I always say that when I was diagnosed with breast cancer, I was single. That’s not entirely true; I had a boyfriend. I don’t talk about him much. He was a very nice guy and I thought I loved him. He, however, didn’t love me back. I stayed with him for much longer than I should have.
There’s this phrase that I couldn’t stop thinking about in the years after my mastectomy. “Damaged Goods.” It means different things to different people, and in my case I just couldn’t believe that anyone would love me after my breast cancer surgeries. It’s one of the reasons I stayed with a man who didn’t love me.
A relationship can’t last long without love, and after we had been dating for about two years, that boyfriend and I finally broke up. I had a couple of dates, but I never got to the point where I told another man that I had had cancer.
Then along came Ed.
Ed and I knew each other for years. We both went to the same church and said “Hi” to each other every Sunday. I had a little crush on him. Finally, I worked up the nerve to ask him out for coffee.
It only took one date to know that we were going to start seeing a lot of each other.
And when I saw him smiling at me from across the gym Easter morning during our church’s brunch, I knew.
I knew he didn’t care what I had gone through.
I knew he didn’t think of me as damaged goods.
He gave me a smile that was just for me.
Two years into our relationship, he pulled out a ring and asked me to be his wife.

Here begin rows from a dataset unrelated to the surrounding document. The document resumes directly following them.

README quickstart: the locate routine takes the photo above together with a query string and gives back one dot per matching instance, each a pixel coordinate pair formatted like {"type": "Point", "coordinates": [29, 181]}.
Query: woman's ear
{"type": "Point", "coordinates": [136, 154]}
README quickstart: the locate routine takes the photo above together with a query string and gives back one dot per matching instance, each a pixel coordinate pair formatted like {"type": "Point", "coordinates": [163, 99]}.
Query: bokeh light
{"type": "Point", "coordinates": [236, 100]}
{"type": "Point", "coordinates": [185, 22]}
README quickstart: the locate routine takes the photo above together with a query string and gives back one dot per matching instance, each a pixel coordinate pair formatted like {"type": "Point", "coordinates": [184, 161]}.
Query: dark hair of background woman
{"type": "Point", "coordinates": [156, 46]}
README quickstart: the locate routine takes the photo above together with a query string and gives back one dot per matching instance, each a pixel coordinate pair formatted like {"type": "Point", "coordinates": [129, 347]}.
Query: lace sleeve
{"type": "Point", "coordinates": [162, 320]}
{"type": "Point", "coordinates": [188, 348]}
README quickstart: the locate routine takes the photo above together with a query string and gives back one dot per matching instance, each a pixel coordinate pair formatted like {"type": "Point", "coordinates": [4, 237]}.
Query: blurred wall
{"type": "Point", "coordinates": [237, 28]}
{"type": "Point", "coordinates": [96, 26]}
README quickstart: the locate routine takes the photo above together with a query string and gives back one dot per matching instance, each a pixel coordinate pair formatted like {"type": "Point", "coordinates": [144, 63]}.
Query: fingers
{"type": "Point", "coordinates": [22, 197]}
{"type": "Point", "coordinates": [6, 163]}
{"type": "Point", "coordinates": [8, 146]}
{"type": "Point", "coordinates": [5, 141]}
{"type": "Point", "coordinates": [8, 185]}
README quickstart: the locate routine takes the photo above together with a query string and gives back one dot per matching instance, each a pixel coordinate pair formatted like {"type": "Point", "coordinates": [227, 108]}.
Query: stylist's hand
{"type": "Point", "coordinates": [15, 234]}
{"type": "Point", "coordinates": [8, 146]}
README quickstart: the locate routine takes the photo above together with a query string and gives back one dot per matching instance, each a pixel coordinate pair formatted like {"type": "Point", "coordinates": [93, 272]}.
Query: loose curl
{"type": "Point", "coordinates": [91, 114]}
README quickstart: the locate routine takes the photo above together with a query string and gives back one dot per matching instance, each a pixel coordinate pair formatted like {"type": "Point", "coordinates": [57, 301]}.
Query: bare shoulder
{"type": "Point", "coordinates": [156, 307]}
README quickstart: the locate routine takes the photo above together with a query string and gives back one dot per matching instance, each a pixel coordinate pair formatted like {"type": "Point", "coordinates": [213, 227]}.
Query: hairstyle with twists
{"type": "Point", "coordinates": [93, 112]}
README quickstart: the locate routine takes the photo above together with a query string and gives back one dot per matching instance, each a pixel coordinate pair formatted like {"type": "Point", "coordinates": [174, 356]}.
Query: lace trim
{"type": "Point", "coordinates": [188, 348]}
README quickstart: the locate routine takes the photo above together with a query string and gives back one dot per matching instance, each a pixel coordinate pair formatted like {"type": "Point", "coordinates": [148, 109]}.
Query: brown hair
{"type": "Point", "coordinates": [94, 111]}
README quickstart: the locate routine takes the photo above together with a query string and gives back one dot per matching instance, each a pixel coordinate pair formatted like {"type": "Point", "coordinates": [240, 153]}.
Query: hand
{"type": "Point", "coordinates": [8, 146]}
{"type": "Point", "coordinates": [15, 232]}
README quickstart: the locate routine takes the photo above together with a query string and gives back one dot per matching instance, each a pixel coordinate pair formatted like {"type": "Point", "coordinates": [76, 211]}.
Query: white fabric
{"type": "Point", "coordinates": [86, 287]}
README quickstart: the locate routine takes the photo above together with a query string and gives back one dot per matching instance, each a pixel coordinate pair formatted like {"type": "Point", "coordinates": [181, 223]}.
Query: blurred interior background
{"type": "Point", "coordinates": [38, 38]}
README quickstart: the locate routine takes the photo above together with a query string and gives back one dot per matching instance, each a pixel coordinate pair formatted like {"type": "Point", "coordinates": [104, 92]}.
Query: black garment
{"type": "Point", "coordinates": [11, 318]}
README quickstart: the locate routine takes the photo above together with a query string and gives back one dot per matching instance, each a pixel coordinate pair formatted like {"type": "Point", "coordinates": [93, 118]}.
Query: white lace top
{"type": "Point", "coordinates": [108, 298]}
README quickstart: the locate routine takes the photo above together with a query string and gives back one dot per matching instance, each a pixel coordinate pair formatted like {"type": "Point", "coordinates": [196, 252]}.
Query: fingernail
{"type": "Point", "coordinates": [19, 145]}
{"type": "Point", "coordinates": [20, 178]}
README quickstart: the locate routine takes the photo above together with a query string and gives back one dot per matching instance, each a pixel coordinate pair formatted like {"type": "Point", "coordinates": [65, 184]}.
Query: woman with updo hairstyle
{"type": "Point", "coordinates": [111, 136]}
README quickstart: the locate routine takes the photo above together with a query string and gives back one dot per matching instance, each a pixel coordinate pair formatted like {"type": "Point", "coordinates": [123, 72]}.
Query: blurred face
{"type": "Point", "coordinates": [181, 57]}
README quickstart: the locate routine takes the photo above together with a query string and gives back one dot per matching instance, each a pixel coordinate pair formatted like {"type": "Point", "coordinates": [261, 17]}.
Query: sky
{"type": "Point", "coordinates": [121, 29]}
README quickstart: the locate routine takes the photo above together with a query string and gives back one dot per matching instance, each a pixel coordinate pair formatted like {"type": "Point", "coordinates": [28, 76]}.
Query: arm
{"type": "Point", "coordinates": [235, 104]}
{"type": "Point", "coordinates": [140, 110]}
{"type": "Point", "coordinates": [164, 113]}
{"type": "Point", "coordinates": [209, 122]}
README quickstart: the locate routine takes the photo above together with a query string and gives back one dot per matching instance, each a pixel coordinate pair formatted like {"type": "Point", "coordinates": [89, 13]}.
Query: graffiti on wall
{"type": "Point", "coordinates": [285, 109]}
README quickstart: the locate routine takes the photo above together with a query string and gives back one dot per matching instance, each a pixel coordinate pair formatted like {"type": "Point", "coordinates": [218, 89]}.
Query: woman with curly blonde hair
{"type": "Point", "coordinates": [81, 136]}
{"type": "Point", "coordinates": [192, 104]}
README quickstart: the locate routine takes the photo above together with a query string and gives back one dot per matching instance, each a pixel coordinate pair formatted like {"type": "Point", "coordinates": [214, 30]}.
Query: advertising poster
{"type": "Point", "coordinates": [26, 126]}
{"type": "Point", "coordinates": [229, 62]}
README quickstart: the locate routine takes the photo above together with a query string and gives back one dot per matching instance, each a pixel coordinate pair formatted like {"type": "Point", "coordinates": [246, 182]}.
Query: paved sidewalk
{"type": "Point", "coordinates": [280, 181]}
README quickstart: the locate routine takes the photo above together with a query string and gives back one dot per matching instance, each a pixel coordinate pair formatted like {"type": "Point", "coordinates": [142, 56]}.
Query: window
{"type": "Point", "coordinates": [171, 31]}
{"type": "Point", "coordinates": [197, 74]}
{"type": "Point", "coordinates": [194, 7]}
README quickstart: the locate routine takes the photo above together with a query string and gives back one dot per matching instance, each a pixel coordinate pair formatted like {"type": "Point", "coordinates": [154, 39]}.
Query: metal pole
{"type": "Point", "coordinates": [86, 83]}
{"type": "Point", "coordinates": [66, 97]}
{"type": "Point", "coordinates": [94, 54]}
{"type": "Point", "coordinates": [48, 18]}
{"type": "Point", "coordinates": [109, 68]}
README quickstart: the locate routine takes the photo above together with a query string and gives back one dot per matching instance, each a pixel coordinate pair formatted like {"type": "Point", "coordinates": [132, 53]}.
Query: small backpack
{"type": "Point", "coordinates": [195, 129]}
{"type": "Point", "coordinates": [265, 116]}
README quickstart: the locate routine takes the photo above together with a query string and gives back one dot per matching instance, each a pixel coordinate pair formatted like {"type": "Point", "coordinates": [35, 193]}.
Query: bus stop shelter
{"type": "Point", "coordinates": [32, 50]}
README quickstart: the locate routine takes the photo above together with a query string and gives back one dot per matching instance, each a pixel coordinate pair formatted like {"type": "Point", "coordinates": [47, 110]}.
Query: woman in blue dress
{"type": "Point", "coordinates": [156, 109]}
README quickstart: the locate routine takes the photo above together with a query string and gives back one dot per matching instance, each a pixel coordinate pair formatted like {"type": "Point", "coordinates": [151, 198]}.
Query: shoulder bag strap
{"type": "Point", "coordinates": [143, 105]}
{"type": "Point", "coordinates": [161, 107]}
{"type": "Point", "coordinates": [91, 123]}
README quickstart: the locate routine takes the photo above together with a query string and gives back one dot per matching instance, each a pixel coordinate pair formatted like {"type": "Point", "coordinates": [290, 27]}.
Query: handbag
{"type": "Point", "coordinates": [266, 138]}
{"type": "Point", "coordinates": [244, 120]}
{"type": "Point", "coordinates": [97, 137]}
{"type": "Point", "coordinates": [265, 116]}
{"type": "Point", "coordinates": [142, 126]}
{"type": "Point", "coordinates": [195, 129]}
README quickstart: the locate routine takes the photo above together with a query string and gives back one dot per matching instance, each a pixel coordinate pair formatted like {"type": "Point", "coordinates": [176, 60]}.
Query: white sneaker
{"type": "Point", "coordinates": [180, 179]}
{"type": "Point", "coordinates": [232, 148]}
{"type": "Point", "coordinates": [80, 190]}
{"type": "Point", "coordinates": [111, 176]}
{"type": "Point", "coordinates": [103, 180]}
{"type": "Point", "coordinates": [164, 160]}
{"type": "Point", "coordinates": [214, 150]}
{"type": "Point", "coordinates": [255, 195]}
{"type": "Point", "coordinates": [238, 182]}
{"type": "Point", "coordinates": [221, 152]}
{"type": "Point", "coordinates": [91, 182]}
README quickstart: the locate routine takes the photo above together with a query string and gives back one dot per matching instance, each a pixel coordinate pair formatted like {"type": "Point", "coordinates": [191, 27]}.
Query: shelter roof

A long time ago, I asked him to write about how he feels, being married to a breast cancer survivor. Ed wrote,
I seldom think about my wife’s history with cancer. Maybe it’s because I’m wearing blinders, or maybe it’s because there’s really nothing different about her that’s due to her cancer. Although it’s a part of who she is, I tend to focus on other things a whole lot more.
Ten years into our marriage, we both focus on a whole lot more. We focus on our daughters and our family. We go through highs and lows, like any other couple. We fight. We make up. He’s not perfect; I’m not perfect. But never once in our whole relationship have I ever thought about those words again.
I’m not damaged goods, and Ed’s love proves it to me.